Alan Powell is solid as the mid-to-low level country crooner Mason Wyatt…and he’s perfect for the part: he’s an accomplished musician in real life! Powell, who had a major role on the ABC series Quantico, is also the co-founder of production house Monarch Media in Los Angeles, and has some writing and producing credits under his belt to go along with his acting.
Old pro Gregory Alan Williams (TV’s Baywatch) is right at home as the kindly company store owner and town mayor, and Brett Rice (Forest Gump, Remember the Titans) is pure, over-the-top fun as the slimy Baxter, the city-slickin’ developer buying up all the land in town. The lovely Jill Wagner (lots of reality TV co-hosting on shows like Punk’d and Hell’s Kitchen, tons of Hallmark movies) is sort of wasted in her small role as Shelby’s friend, but still makes an impression. And I’d be remiss if I didn’t mention actress Bethany DeZelle; her short, hilarious scene as a starstruck waitress who can’t quite get it together when faced with serving Mason Wyatt at the local greasy spoon had me in stitches.

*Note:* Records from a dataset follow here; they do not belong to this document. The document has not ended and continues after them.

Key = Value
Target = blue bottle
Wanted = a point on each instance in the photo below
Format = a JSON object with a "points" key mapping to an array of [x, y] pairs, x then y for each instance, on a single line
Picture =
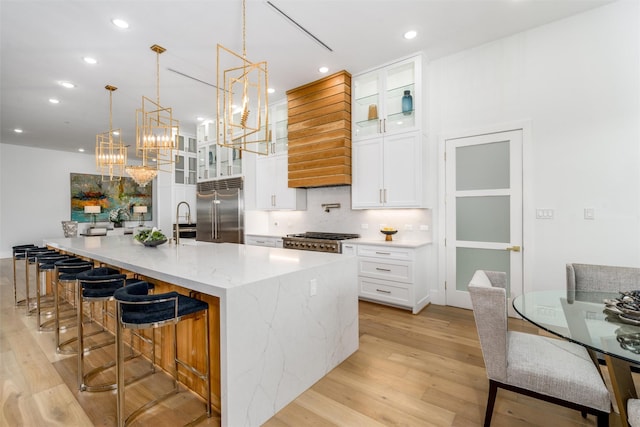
{"points": [[407, 103]]}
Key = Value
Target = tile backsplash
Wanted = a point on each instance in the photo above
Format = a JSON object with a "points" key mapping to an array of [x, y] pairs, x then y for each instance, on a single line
{"points": [[412, 224]]}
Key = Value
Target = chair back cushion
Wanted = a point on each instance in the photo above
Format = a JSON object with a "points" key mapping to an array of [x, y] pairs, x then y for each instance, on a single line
{"points": [[592, 278], [489, 300]]}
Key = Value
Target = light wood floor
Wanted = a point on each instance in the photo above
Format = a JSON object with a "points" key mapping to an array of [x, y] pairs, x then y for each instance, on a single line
{"points": [[422, 370]]}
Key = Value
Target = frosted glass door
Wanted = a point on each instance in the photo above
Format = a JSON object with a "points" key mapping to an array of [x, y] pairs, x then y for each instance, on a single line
{"points": [[484, 211]]}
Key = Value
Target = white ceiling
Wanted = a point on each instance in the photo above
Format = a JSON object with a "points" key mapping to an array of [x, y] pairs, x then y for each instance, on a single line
{"points": [[43, 42]]}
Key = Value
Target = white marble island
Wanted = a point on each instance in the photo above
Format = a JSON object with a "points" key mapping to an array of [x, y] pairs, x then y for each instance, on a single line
{"points": [[287, 317]]}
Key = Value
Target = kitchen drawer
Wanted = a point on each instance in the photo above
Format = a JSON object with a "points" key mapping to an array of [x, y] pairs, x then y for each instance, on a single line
{"points": [[383, 291], [273, 242], [386, 252], [401, 271]]}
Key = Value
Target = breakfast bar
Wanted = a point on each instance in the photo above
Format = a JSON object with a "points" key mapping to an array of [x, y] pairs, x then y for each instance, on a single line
{"points": [[283, 318]]}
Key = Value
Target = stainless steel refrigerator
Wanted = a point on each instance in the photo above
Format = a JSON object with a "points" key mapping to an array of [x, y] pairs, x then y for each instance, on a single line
{"points": [[220, 210]]}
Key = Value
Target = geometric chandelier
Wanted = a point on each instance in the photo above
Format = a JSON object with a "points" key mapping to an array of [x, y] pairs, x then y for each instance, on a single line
{"points": [[156, 129], [111, 153], [156, 134], [242, 99]]}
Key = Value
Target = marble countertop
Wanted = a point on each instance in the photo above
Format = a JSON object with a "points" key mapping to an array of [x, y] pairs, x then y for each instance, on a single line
{"points": [[393, 243], [211, 268]]}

Christmas in the Smokies has a few issues that can leave a viewer scratching their head. One complaint I saw more than once was why someone as strong-headed and beautiful as Shelby has spent the past two decades pining after a dude that left her when she was 15. (If I were a betting man, I’d say it’s because Mason’s a successful country music star! Why else?) And that sort-of twist ending seems a bit out of place (I would’ve skipped the twist and went with the expected, but I’m also drunk on spiked nog). Overall, it plays like a lot of what you’ve seen on countless Hallmark movies, many of which feature these very same actors.

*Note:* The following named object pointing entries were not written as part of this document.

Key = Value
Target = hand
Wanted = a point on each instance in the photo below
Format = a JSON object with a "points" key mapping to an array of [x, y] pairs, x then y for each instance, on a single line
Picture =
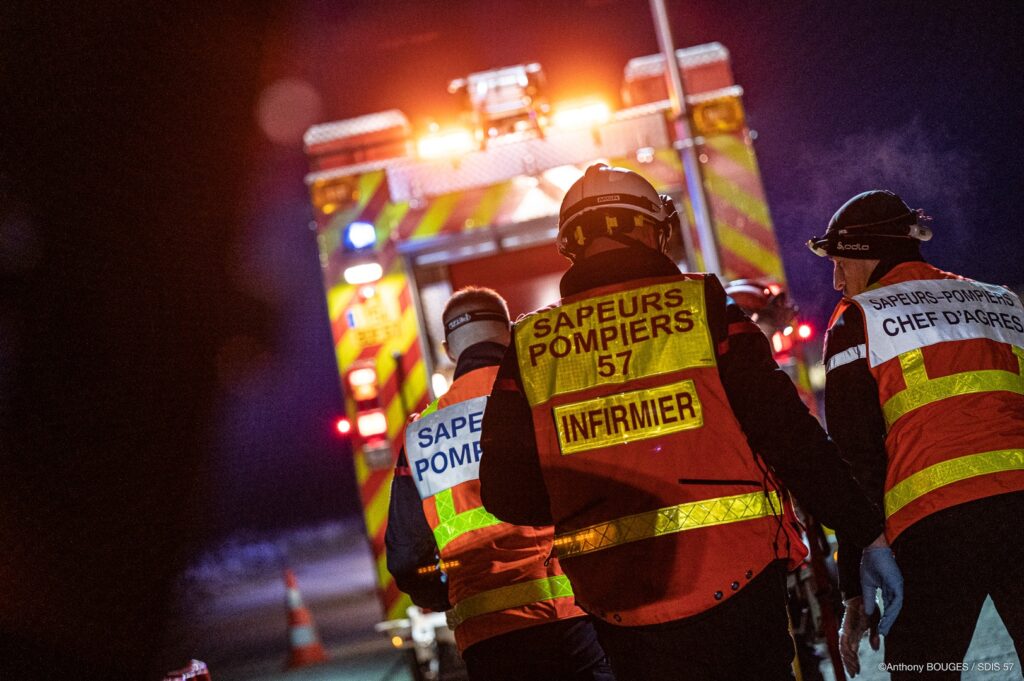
{"points": [[879, 570], [855, 623]]}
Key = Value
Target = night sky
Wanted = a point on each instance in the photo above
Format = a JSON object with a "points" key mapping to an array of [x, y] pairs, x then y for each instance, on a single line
{"points": [[167, 376]]}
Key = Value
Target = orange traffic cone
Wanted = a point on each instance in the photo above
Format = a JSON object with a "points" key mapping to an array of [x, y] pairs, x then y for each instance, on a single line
{"points": [[305, 645]]}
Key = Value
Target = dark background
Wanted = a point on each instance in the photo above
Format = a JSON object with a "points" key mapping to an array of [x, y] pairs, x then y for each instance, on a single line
{"points": [[167, 377]]}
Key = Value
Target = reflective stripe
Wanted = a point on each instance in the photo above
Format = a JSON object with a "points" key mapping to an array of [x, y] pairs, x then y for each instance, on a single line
{"points": [[513, 595], [935, 389], [846, 356], [454, 524], [668, 520], [951, 471]]}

But Christmas in the Smokies didn’t air on Hallmark. It aired on cable and satellite network INSP, which I don’t know much about. The network’s slogan, according to its website, is, “Heroes live here.” Co-written by director Wheeler and Richard Clark, Jr., Christmas in the Smokies is an INSP Films production that likely aired as a Christmastime exclusive back in 2015.
Special features on the DVD include some short behind-the-scenes footage and cast interviews along with a trailer. The film is presented in its 1.78:1 widescreen aspect ratio. For a standard definition disc, the image and audio looked just fine on my 65-inch living room television, and even better on my 40-inch bedroom set.
It’s schmaltzy, gooey and predictable, but sometimes that’s exactly what I want during the holidays—a familiar, feel-good vibe to share with the family for 90 minutes before going back to our regular, hectic lives. Christmas in the Smokies fits the bill just fine.